App.—Dallas 1987, pet. ref’d). In Kirkpatrick, this court noted that expert testimony has been admitted
widely for the purpose of explaining general behavior characteristics of child sexual abuse victims as a
class. Id. at 835. “The expert’s testimony about the general behavioral traits of child victims—e.g., delay
in reporting the incident, recantation, truancy, embarrassment, running away from home, and inconsistent
versions of abuse—explains to the jurors that such behavior, which might otherwise be attributed to
inaccuracy or falsification, is typical of the class of victims and does not necessarily indicate a lack of
credibility.” Id. at 836. This Court further noted that “after the jurors have become familiarized with the
typical behavioral traits of the class, there is no need for further expert testimony, through which the expert
expresses, either directly or indirectly, her opinion as to the credibility of a particular child complainant. It
is well settled that a witness may not give an opinion as to the truth or falsity of other testimony.” Id.
–17–
Reyes v. State, 274 S.W.3d 724, 729 (Tex. App.—San Antonio 2008, pet. ref’d.)
(“An expert may testify that the witness exhibits symptoms consistent with sexual
abuse, but not that a witness is truthful.”). In this case, neither Chaney nor Ramirez
testified about complainant’s truthfulness but they did address whether a child in
complainant’s position might exhibit symptoms of trauma or sought attention.
Further, even assuming appellant is correct regarding the admissibility of the
evidence, the record is silent as to why counsel did not object. We cannot say on
this record that trial counsel’s performance was deficient because he failed to object
to Chaney’s and Ramirez’s testimony.
4) Failure to object to hearsay testimony
In the punishment phase of the trial, the State recalled Williams to testify
regarding incidents involving two other children. Williams testified that “I believed
[complainant] because I had heard that he had done that with two other children
before, one at that time and then the young lady that he – that told me that he had
did it to her. She told me about another young lady that was with her.” Appellant’s
trial counsel failed to object to the hearsay nature of her testimony, and appellant
asserts that this testimony constituted ineffective assistance of counsel.
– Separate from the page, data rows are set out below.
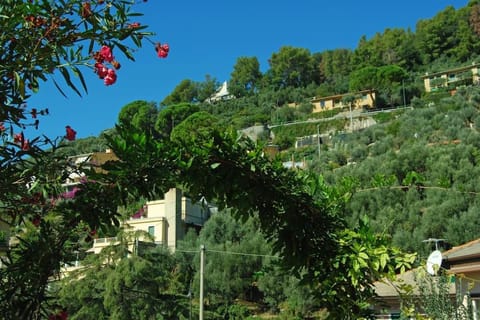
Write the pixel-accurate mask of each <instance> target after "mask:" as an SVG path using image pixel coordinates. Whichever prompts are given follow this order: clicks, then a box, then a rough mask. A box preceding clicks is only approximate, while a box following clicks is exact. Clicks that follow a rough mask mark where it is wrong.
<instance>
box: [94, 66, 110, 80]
mask: <svg viewBox="0 0 480 320" xmlns="http://www.w3.org/2000/svg"><path fill="white" fill-rule="evenodd" d="M107 71H108V69H107V67H105V66H104V65H103V64H102V63H100V62H97V63H95V72H96V73H97V74H98V77H99V78H100V79H103V78H105V76H106V75H107Z"/></svg>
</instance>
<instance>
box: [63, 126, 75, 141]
mask: <svg viewBox="0 0 480 320" xmlns="http://www.w3.org/2000/svg"><path fill="white" fill-rule="evenodd" d="M65 130H66V132H67V133H66V134H65V138H66V139H67V140H68V141H73V140H75V136H76V135H77V131H75V130H73V129H72V128H71V127H70V126H66V127H65Z"/></svg>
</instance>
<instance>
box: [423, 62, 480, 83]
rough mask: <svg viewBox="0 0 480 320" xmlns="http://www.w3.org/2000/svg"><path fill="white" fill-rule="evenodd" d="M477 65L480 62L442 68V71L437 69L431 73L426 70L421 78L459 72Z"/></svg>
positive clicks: (473, 67) (469, 69)
mask: <svg viewBox="0 0 480 320" xmlns="http://www.w3.org/2000/svg"><path fill="white" fill-rule="evenodd" d="M479 66H480V63H472V64H471V65H469V66H464V67H458V68H453V69H448V70H443V71H438V72H433V73H428V72H427V73H426V74H425V75H424V76H422V79H426V78H431V77H435V76H439V75H442V74H446V73H452V72H461V71H465V70H470V69H473V68H476V67H479Z"/></svg>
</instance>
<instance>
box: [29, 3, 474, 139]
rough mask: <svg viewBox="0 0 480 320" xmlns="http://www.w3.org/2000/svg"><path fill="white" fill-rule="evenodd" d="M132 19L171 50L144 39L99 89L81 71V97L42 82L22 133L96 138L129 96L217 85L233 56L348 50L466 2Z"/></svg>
mask: <svg viewBox="0 0 480 320" xmlns="http://www.w3.org/2000/svg"><path fill="white" fill-rule="evenodd" d="M138 2H139V4H138V6H137V8H136V9H137V11H140V12H142V13H144V17H140V18H139V21H140V22H141V23H142V25H145V24H147V25H149V26H150V30H152V31H154V32H155V33H156V35H155V36H154V37H153V39H154V40H155V41H160V42H162V43H163V42H167V43H168V44H169V45H170V48H171V49H170V55H169V57H168V58H167V59H159V58H158V57H157V56H156V53H155V51H154V49H153V46H152V45H150V44H149V43H148V42H145V44H144V47H143V48H142V49H140V51H139V52H137V54H136V61H135V62H133V63H130V62H128V61H127V60H126V59H125V58H123V57H122V56H121V54H120V52H115V51H114V54H115V55H116V58H117V59H118V60H119V61H120V62H121V63H122V68H121V69H120V70H119V71H118V80H117V83H116V84H115V85H113V86H109V87H106V86H104V85H103V82H102V81H100V80H98V79H97V78H96V76H95V75H94V74H93V73H92V71H91V70H89V69H85V70H84V73H85V75H86V77H87V81H88V94H86V95H84V96H83V97H81V98H80V97H78V96H77V95H76V94H75V93H74V92H71V91H68V90H67V92H68V99H66V98H64V97H63V96H62V95H61V94H60V93H59V92H58V91H57V90H56V89H55V88H54V86H53V85H52V84H49V83H46V84H43V86H42V87H41V88H40V92H39V93H37V94H35V95H34V96H33V97H32V98H31V99H30V101H29V102H28V105H29V106H30V107H36V108H37V109H40V108H49V110H50V115H49V116H47V117H42V118H41V119H40V121H41V122H40V127H39V129H38V130H29V131H28V136H29V138H32V137H33V136H38V135H42V134H46V135H47V136H49V137H50V138H54V137H56V136H62V135H64V134H65V126H66V125H70V126H71V127H72V128H74V129H75V130H76V131H77V133H78V134H77V138H84V137H88V136H97V135H99V134H100V133H101V132H102V131H103V130H105V129H108V128H112V127H113V126H114V124H115V122H116V120H117V116H118V113H119V111H120V110H121V108H122V107H123V106H125V105H126V104H128V103H129V102H132V101H134V100H147V101H155V102H159V101H162V100H163V99H164V98H165V97H166V96H167V95H168V94H169V93H171V92H172V90H173V89H174V88H175V87H176V86H177V85H178V84H179V83H180V82H181V81H182V80H184V79H191V80H194V81H203V80H204V79H205V76H206V75H207V74H208V75H210V76H212V77H214V78H216V79H217V81H219V82H223V81H225V80H228V79H229V77H230V73H231V72H232V70H233V66H234V64H235V62H236V60H237V58H238V57H241V56H247V57H252V56H255V57H257V58H258V60H259V62H260V65H261V69H262V71H265V70H267V69H268V59H269V58H270V56H271V55H272V53H275V52H278V51H279V49H280V48H281V47H282V46H287V45H288V46H294V47H301V48H307V49H309V50H310V52H312V53H315V52H322V51H324V50H328V49H337V48H350V49H354V48H355V47H356V46H357V44H358V40H359V39H360V37H361V36H362V35H366V36H367V38H370V37H372V36H373V35H374V34H375V33H377V32H380V33H381V32H383V31H384V30H385V29H386V28H404V29H407V28H410V29H411V30H415V25H416V23H417V22H418V20H421V19H429V18H431V17H433V16H434V15H436V14H437V13H438V12H439V11H441V10H443V9H445V8H446V7H447V6H449V5H452V6H454V7H455V8H456V9H458V8H461V7H464V6H466V5H467V3H468V0H451V1H447V0H403V1H385V0H364V1H355V0H349V1H345V0H336V1H320V0H297V1H286V0H277V1H266V0H243V1H228V0H224V1H218V0H203V1H181V0H180V1H160V0H149V1H148V2H146V3H143V2H142V1H138Z"/></svg>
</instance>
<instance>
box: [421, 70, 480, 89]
mask: <svg viewBox="0 0 480 320" xmlns="http://www.w3.org/2000/svg"><path fill="white" fill-rule="evenodd" d="M479 66H480V64H479V63H473V64H471V65H469V66H464V67H458V68H454V69H449V70H444V71H440V72H434V73H428V72H427V73H426V74H425V75H424V76H423V77H422V79H423V83H424V86H425V92H435V91H438V90H450V91H453V90H455V89H456V88H458V87H459V86H462V85H474V84H479V82H480V76H479V73H478V69H479Z"/></svg>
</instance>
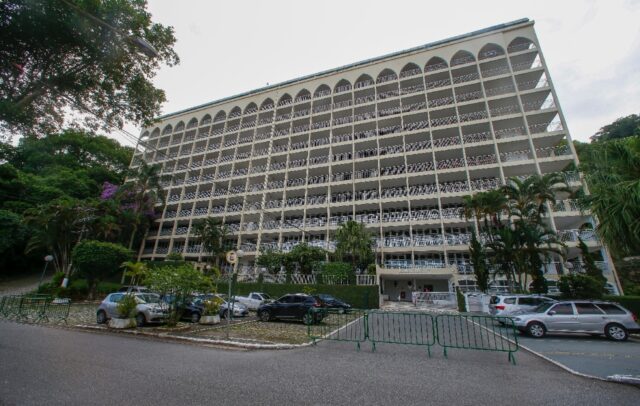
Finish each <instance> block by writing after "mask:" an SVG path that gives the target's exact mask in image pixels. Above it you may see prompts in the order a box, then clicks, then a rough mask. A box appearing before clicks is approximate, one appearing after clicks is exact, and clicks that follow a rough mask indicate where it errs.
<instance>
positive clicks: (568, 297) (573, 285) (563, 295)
mask: <svg viewBox="0 0 640 406" xmlns="http://www.w3.org/2000/svg"><path fill="white" fill-rule="evenodd" d="M558 289H560V292H562V295H563V296H564V297H566V298H568V299H600V298H601V297H602V294H603V293H604V292H603V288H602V282H601V281H600V280H598V279H596V278H594V277H592V276H589V275H583V274H571V275H564V276H561V277H560V280H559V281H558Z"/></svg>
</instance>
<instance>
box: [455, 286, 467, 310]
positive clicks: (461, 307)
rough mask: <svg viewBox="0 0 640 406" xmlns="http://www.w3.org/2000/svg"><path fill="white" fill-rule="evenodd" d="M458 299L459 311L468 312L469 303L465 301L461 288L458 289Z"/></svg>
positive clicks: (457, 288) (457, 296) (456, 294)
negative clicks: (468, 306)
mask: <svg viewBox="0 0 640 406" xmlns="http://www.w3.org/2000/svg"><path fill="white" fill-rule="evenodd" d="M456 299H457V301H458V311H459V312H460V313H466V312H467V302H465V300H464V294H463V293H462V291H461V290H460V288H458V287H456Z"/></svg>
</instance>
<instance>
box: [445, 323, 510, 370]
mask: <svg viewBox="0 0 640 406" xmlns="http://www.w3.org/2000/svg"><path fill="white" fill-rule="evenodd" d="M499 323H503V324H504V327H501V326H500V324H499ZM436 326H437V327H436V329H437V337H438V344H439V345H440V346H441V347H442V348H443V350H444V356H445V357H447V348H459V349H466V350H482V351H502V352H507V353H508V354H509V361H511V362H512V363H513V364H514V365H515V363H516V359H515V357H514V355H513V353H514V352H516V351H517V350H518V335H517V332H516V328H515V325H514V324H513V320H511V319H510V318H508V317H492V316H476V315H466V314H460V315H449V314H440V315H438V316H436Z"/></svg>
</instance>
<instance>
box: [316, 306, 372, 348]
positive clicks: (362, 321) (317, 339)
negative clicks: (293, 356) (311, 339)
mask: <svg viewBox="0 0 640 406" xmlns="http://www.w3.org/2000/svg"><path fill="white" fill-rule="evenodd" d="M309 312H314V310H313V309H309ZM314 313H315V312H314ZM324 314H325V316H324V318H323V319H322V320H321V321H319V322H317V323H313V324H309V325H308V326H307V335H308V336H309V337H310V338H311V339H312V340H313V343H314V344H315V343H316V341H317V340H319V339H323V340H333V341H348V342H355V343H356V346H357V348H358V350H360V343H362V342H364V341H366V340H367V313H366V311H365V310H360V309H351V310H350V311H349V312H347V313H344V312H343V313H340V312H338V311H337V310H334V309H329V310H327V311H326V312H324Z"/></svg>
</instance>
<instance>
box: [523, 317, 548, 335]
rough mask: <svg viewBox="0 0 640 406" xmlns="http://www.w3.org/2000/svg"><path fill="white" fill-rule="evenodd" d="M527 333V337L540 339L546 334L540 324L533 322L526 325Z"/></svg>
mask: <svg viewBox="0 0 640 406" xmlns="http://www.w3.org/2000/svg"><path fill="white" fill-rule="evenodd" d="M527 333H529V335H530V336H531V337H533V338H542V337H544V335H545V334H546V333H547V332H546V330H545V328H544V325H542V323H538V322H537V321H534V322H532V323H529V324H528V325H527Z"/></svg>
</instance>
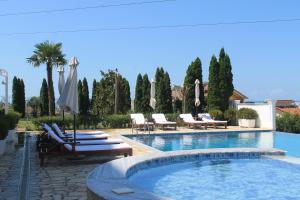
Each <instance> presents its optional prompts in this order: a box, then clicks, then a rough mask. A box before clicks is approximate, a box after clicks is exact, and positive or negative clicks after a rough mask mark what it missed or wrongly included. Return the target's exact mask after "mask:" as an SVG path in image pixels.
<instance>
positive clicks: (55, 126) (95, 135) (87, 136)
mask: <svg viewBox="0 0 300 200" xmlns="http://www.w3.org/2000/svg"><path fill="white" fill-rule="evenodd" d="M52 128H53V130H54V131H55V133H57V135H58V136H59V137H61V138H66V137H68V138H70V139H72V138H74V132H70V133H69V134H64V133H63V132H62V131H61V130H60V128H59V127H58V126H57V124H52ZM108 136H109V135H108V134H106V133H103V132H101V133H100V132H99V133H96V134H92V133H89V134H85V133H82V132H76V139H78V140H103V139H107V138H108Z"/></svg>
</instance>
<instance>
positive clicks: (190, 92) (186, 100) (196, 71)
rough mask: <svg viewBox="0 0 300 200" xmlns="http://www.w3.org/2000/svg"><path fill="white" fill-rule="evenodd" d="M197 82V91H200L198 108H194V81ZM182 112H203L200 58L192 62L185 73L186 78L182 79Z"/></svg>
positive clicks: (203, 110)
mask: <svg viewBox="0 0 300 200" xmlns="http://www.w3.org/2000/svg"><path fill="white" fill-rule="evenodd" d="M196 79H198V80H199V82H200V84H199V89H200V97H199V99H200V106H199V107H196V106H195V81H196ZM183 94H184V97H183V102H182V104H183V112H187V113H192V114H193V115H195V114H196V113H201V112H203V111H204V109H205V106H206V102H205V99H204V88H203V77H202V63H201V60H200V58H198V57H197V58H196V59H195V61H193V62H192V63H191V64H190V65H189V66H188V69H187V71H186V76H185V79H184V85H183Z"/></svg>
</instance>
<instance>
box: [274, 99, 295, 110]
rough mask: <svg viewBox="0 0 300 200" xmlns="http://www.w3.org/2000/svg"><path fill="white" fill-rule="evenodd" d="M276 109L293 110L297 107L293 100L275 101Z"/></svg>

Here, appellant’s trial counsel cross-examined Williams in regard to this
testimony as follows:
[Appellant’s trial counsel]: The people you mentioned before, how did
you hear about that?
[Williams]: One of the victims told me about her story.
–18–
[Appellant’s trial counsel]: Were any charges filed?
[Williams]: No. She was a child. Nobody believed her, and the other
victim has come forth since then and told me her story.
[Appellant’s trial counsel]: And were any charges filed in that?
[Williams]: No. She never told anybody.
[Appellant’s trial counsel]: None of this has ever been reported to the
authorities?
[Williams]: No.
Further, we note that the State called complainant’s aunt during the punishment
phase. The aunt testified that appellant—her stepfather—would wake her up by
snatching the covers off of her when she was dressed in just a nightgown and did not
have underclothes on. The aunt stated she was “exposed a lot” by appellant between
the ages of eight and twelve and that these acts made her feel very uncomfortable.
Once again, without evidence of the strategy employed, we will presume sound trial
strategy. See Rylander, 101 S.W.3d at 110. Thus, without additional evidence as to
why trial counsel did not object, we cannot conclude such a failure to object to
testimony constituted ineffective assistance of counsel. For all the above reasons,
we resolve appellant’s second point against him.

Outcome: On the record of this case, we affirm the trial court’s judgment.